A peine entré dans la ville, Yvon obligea les gardiens de la tour Saint-Nicolas à lui livrer les clefs et déchira la bannière royale qui flottait au sommet. Puis lui et ses hommes descendirent vers le cœur de Dijon en appelant aux armes les partisans de la princesse Marie. Dans la foule, quelqu’un cria :

– Allons chercher ces maîtres échevins qui gouvernent la ville et qui se cachent aux Cordeliers !

Cependant l’alarme avait été donnée et les échevins dispersés par les soins de Selongey, conscient que l’on commettait là une folie. Il n’avait que trop raison : quand Yvon déboucha sur la place des Cordeliers, il n’y trouva qu’un vieil homme, Jean Joard, président au parlement de Bourgogne, qui, confiant dans son âge et dans son influence, voulut tenir tête à l’émeute, enjoignant aux rebelles d’abandonner leurs armes et de se disperser.

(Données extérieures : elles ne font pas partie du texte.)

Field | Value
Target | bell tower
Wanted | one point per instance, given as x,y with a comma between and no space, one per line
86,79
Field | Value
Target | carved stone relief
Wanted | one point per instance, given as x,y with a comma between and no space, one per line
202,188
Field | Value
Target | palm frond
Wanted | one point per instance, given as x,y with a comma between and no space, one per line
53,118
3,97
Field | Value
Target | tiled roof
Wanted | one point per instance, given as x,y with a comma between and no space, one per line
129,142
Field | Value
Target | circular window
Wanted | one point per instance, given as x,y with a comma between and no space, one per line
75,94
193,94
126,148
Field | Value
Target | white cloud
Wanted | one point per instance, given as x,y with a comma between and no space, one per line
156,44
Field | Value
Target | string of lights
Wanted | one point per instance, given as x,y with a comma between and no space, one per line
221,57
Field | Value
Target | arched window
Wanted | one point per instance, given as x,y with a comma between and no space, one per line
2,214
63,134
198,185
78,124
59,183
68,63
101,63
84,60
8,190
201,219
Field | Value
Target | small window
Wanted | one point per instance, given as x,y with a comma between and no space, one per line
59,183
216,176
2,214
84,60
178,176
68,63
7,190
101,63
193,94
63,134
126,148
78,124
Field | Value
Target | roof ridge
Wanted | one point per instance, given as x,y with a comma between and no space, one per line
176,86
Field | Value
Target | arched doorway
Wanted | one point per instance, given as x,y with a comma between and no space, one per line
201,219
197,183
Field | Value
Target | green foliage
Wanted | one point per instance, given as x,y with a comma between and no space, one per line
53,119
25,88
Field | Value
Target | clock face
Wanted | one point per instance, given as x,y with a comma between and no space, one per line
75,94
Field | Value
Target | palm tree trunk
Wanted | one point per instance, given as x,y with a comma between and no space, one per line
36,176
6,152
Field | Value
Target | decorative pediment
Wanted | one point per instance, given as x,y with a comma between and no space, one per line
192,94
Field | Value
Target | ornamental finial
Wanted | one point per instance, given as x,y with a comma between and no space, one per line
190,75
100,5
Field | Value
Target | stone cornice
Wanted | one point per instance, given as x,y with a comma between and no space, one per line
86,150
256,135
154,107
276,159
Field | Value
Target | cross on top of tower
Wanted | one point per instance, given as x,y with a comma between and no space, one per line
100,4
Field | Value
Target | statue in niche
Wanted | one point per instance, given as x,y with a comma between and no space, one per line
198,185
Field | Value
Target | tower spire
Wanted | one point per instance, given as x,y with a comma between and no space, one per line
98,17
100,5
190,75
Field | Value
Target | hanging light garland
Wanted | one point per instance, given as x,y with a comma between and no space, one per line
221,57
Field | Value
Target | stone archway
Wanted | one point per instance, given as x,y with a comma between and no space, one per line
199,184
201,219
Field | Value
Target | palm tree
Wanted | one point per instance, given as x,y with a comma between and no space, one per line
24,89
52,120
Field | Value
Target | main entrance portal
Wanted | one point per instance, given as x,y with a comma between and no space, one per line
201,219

– Nous sommes ici pour rendre sa ville à Madame Marie, s’écria Yvon. Songe à rendre hommage à ta princesse ou crains pour ta vie !

– Notre duchesse n’a jamais demandé que Dijon lui soit rendue en passant sur le corps des anciens serviteurs de son père, s’écria Selongey en se jetant, l’épée à la main, devant le vieil homme. Ce sont les Français qu’il faut tuer, pas les nôtres !

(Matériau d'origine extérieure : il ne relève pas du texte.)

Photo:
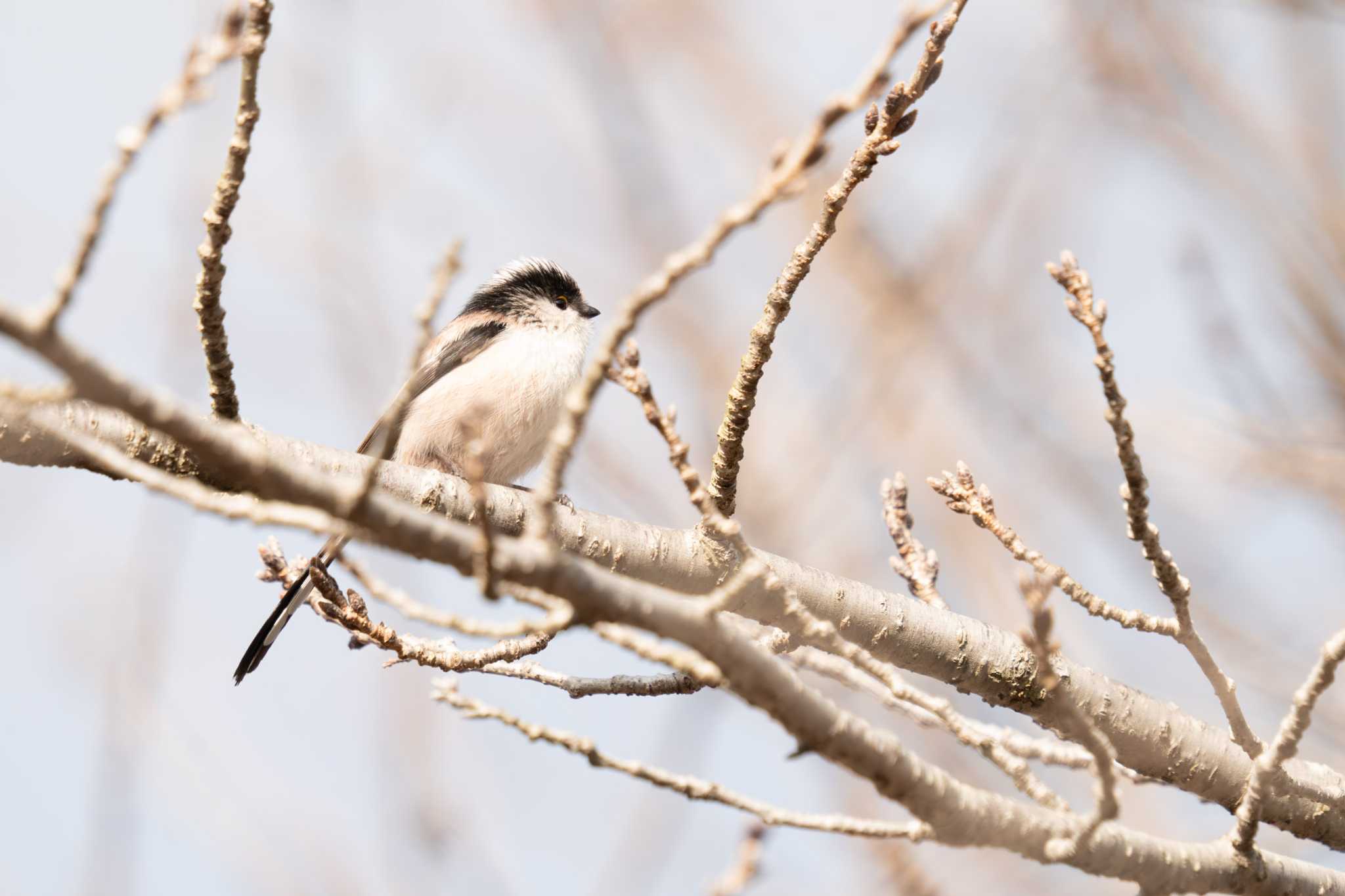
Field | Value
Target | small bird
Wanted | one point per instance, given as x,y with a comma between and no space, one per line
505,364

– Lui et ses pareils sont vendus depuis longtemps au roi Louis. Et toi, tu es comme eux, sans doute ?

– Moi, je suis Philippe, comte de Selongey, chevalier de la Toison d’or et fidèle jusqu’au bout à monseigneur Charles, que Dieu garde en sa protection. Et je n’ai pas renié mon serment d’allégeance.

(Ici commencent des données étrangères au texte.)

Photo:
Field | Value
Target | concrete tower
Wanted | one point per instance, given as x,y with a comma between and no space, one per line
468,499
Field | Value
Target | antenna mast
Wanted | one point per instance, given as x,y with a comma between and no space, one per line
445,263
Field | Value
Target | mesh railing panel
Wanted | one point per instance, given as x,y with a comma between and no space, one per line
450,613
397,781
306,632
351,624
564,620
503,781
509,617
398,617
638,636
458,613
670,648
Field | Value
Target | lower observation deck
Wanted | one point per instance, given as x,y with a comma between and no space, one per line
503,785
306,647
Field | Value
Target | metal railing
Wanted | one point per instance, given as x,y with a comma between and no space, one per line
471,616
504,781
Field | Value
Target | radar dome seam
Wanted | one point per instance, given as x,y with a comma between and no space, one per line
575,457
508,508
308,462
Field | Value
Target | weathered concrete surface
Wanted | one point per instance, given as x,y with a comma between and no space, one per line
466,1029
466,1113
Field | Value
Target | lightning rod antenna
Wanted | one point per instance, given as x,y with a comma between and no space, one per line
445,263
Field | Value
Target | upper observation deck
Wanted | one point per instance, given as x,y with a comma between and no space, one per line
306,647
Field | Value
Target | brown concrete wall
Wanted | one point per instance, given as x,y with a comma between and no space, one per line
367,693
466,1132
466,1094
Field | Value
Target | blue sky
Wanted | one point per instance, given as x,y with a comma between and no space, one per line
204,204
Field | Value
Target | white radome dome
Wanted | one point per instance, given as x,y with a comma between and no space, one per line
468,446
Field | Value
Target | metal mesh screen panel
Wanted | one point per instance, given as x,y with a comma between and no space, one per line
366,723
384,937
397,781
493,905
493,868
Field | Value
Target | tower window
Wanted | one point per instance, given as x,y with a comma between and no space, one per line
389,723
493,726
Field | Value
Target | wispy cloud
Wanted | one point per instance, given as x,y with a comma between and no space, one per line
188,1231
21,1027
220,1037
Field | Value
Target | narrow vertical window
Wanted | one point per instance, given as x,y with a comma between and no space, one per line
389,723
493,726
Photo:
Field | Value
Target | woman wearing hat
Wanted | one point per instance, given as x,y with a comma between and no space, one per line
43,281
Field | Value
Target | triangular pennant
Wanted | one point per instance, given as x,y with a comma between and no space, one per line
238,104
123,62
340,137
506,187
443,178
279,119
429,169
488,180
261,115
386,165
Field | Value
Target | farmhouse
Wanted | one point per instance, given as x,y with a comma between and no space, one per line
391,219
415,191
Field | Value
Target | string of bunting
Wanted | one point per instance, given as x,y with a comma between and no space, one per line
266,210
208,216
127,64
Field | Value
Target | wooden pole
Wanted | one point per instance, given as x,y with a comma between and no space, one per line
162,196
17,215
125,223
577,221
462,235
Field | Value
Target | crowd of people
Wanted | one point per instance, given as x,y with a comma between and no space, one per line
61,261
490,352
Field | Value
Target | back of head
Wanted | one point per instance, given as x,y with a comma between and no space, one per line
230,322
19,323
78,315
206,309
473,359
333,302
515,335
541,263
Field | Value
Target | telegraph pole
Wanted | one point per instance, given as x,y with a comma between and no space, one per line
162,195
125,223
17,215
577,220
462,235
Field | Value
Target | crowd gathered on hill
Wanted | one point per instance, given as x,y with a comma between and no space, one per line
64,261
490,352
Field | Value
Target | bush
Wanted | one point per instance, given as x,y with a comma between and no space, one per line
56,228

– C’est facile à dire, fit l’autre avec un gros rire. Le sire de Selongey ici, comme par hasard ? Depuis quand es-tu arrivé ?

– Depuis trois mois. Certains ici le savent, mais toi, tu es en train de détruire ce que j’ai échafaudé.

– Quelqu’un l’a déjà vu, ici ?

Le regard menaçant de l’ancien épicier parcourait les visages et réclamait une réponse, tout en défiant qu’on osât la lui apporter. Personne ne bougea et Philippe comprit qu’il avait en fait bâti sur le sable.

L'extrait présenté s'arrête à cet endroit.